CISC 457 - Run Length Encoding

The idea is to encode runs of the same value by specifying only the value and the number of times it appears in the run.

This usually doesn't work well on arbitrary sequences, like

$5\ 1\ 1\ 1\ 0\ 5\ 0\ 7\ 8\ 5\ 0\ 0\ 0\ 2$

which would be encoded as

$1 \times 5, 3 \times 1, 1 \times 0, 1 \times 5, 1 \times 0, 1 \times 7, 1 \times 8, 1 \times 5, 3 \times 0, 1 \times 2$

Using Bit Planes

Instead, we can look at the individual bit-planes to find more repetition.

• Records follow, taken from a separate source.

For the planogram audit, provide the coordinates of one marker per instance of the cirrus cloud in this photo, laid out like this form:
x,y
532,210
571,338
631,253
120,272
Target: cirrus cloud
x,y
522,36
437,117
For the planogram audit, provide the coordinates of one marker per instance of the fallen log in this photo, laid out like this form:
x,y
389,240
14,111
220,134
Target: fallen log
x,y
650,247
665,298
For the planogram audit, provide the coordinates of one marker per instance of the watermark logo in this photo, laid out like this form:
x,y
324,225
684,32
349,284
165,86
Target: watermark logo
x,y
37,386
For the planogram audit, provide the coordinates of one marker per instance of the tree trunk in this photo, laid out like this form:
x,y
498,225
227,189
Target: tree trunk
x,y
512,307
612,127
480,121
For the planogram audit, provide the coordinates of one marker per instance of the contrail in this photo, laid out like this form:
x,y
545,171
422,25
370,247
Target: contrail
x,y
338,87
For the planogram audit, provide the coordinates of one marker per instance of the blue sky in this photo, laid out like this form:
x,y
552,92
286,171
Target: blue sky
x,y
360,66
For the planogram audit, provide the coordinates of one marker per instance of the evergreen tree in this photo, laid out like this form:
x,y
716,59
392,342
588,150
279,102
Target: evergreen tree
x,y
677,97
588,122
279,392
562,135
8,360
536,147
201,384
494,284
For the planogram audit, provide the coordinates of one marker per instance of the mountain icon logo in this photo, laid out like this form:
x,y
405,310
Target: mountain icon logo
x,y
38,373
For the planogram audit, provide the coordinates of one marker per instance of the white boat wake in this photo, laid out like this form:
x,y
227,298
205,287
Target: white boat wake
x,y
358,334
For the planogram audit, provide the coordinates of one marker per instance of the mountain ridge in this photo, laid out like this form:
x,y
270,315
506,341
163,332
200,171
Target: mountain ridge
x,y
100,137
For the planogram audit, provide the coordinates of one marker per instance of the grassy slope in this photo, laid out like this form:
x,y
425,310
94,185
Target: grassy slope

Here are the four bit-planes for the sequence above: $\begin{array}{l|ccccccccccccc} & 5 & 1 & 1 & 1 & 0 & 5 & 0 & 7 & 8 & 5 & 0 & 0 & 2 \\ \hline \textrm{bit } 3 & 0 & 0 & 0 & 0 & 0 & 0 & 0 & 0 & 1 & 0 & 0 & 0 & 0 \\ \textrm{bit } 2 & 1 & 0 & 0 & 0 & 0 & 1 & 0 & 1 & 0 & 1 & 0 & 0 & 0 \\ \textrm{bit } 1 & 0 & 0 & 0 & 0 & 0 & 0 & 0 & 1 & 0 & 0 & 0 & 0 & 1 \\ \textrm{bit } 0 & 1 & 1 & 1 & 1 & 0 & 1 & 0 & 1 & 0 & 1 & 0 & 0 & 0 \\ \end{array}$

Each plane could be encoded separately, with a special "end of line" marker on each, like this: $\begin{array}{l|ccccccccc} & 0s & 1s & 0s & 1s & 0s & 1s & 0s & 1s & 0s & \\ \hline \textrm{bit } 3 & 8 & 1 & X \\ \textrm{bit } 2 & 0 & 1 & 4 & 1 & 1 & 1 & 1 & 1 & X \\ \textrm{bit } 1 & 7 & 1 & 4 & X \\ \textrm{bit } 0 & 0 & 4 & 1 & 1 & 1 & 1 & 1 & 1 & X \\ \end{array}$

The first row, for example, shows $8 \times 0$ , then $1 \times 1$ , then the remainder of the line is $0$ .

Then the whole stream of tokens is $8\ 1\ X\ 0\ 1\ 4\ 1\ 1\ 1\ 1\ 1\ X\ 7\ 1\ 4\ X\ 0\ 4\ 1\ 1\ 1\ 1\ 1\ 1\ X$

Run length encoding is used in the mapper part of an encoder to reduce redundancy. We can take the stream of tokens and further compress is in the symbol coder part of the encoder using entropy encoding.

For example, if we Huffman-encode the above stream of tokens, we get these codes: $\begin{array}{c|ccccccccc} \textrm{token} & \textrm{encoding} \\ \hline X & 01 \\ 0 & 0001 \\ 1 & 1 \\ 2 \\ 3 \\ 4 & 001 \\ 5 \\ 6 \\ 7 & 00000 \\ 8 & 00001 \\ \end{array}$

And the final encoding is (with spaces added to show the separate symbols): $00001\ 1\ 01\ 0001\ 1\ 001\ 1\ 1\ 1\ 1\ 1\ 01\ 00000\ 1\ 001\ 01\ 0001\ 001\ 1\ 1\ 1\ 1\ 1\ 1\ 01$

The original encoding had 52 bits (4 bpp), while this encoding has 49 (3.77 bpp).

Note that the entropy, $H$ , of the original stream is 2.35 bpp. So we're not achieving very good compression!

Using Grey Codes

Images can often be characterized by gradual changes in big regions, plus places where there are quick changes. This isn't a universal characterization, of course, but the observation leads to another method of run-length encoding.

Grey codes are bit representations of numbers that, unlike binary codes, differ by at most one bit between adjacent numbers. Here, for example, are Grey codes for the numbers 0 to 8: $\begin{array}{c|ccccccccc} \textrm{token} & \textrm{encoding} \\ \hline 0 & 0000 \\ 1 & 0001 \\ 2 & 0011 \\ 3 & 0010 \\ 4 & 0110 \\ 5 & 0111 \\ 6 & 0101 \\ 7 & 0100 \\ 8 & 1100 \\ \end{array}$

Grey codes could be using instead of binary to provide more coherence in each bit plane, but only if values change gradually.